Belfast Telegraph

Cost-cutting BBC NI may cancel move and renovate instead

By Claire McNeilly

BBC Northern Ireland is having second thoughts about moving from its current Belfast headquarters, it can be revealed.

The corporation had been looking at potential sites for its new Northern Ireland base, including the Sirocco Works site on the east bank of the Lagan and areas off Royal Avenue.

Now, however, it's understood BBC NI is leaning towards staying in Ormeau Avenue and undertaking a major refurbishment programme on a building that first opened in 1941.

A well-placed source told this newspaper: "We understand that bosses have decided that it makes more financial sense to stay put and invest in the facilities they already have rather than to endure the upheaval of a wholesale move and the undeniable hassle of flitting to another location in the city centre."

But a BBC spokesman last night said that no decisions had yet been made.

"The review into our property requirements is still ongoing," he said.

"Value for money and audience benefit will be our guiding priorities.

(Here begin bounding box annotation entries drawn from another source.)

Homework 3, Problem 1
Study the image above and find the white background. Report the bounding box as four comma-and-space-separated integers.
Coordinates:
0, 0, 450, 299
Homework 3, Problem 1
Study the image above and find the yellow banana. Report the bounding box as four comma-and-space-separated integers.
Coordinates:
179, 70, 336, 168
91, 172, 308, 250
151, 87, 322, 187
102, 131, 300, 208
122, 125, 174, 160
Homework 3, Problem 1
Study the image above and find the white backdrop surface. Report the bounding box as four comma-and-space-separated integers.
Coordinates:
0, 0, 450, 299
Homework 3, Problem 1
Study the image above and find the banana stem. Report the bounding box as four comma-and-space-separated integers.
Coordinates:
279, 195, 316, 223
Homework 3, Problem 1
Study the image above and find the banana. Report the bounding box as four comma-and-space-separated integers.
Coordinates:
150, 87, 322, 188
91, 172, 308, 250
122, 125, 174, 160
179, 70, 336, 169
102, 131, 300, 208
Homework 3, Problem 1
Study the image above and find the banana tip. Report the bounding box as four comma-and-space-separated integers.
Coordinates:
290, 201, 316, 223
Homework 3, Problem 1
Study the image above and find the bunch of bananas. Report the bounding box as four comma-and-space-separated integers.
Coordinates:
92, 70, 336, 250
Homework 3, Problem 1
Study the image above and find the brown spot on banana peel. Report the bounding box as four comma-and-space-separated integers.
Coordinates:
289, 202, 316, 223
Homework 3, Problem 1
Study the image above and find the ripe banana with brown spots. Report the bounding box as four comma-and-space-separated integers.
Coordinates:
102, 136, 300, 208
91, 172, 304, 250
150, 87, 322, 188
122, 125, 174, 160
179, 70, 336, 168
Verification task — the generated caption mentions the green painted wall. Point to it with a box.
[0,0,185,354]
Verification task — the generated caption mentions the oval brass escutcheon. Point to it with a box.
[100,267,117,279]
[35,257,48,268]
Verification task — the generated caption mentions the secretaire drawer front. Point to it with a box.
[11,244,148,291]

This project has explored a range of options, including looking at different locations and redeveloping our current sites.

"We will announce our plans once this review is complete and a final decision has been made."

Speculation has been mounting over the relocation of BBC Northern Ireland from its historic home at Broadcasting House in south Belfast.

In April 2016, it was linked to the 16-acre Sirocco site beside the River Lagan in east Belfast by the property news service CoStar News, which said the Sirocco site and an area near the new Ulster University campus had "emerged as early favourites".

CoStar News also said that "market sources" indicated that the BBC's need for studio space and parking for broadcast vehicles meant it would need a development site rather than refurbished space.

Rumours pertaining to Royal Avenue also came to light following ambitious new regeneration plans for Belfast city centre.

They arose after Belfast City Council launched its 'Belfast: Future City - making it real' investment strategy, which involved developing and transforming various areas for business, retail, tourism and recreation.

Prior to that, in December 2013, BBC NI director Peter Johnston said the corporation was looking for "a central, neutral and accessible site".

Questioned by MLAs on the culture and arts committee, he said there were close to 20 potential sites, with the Titanic Quarter a possible new location.

There had also been reported negotiations with the BBC to become part of a 'creative hub' in the Titanic Quarter area.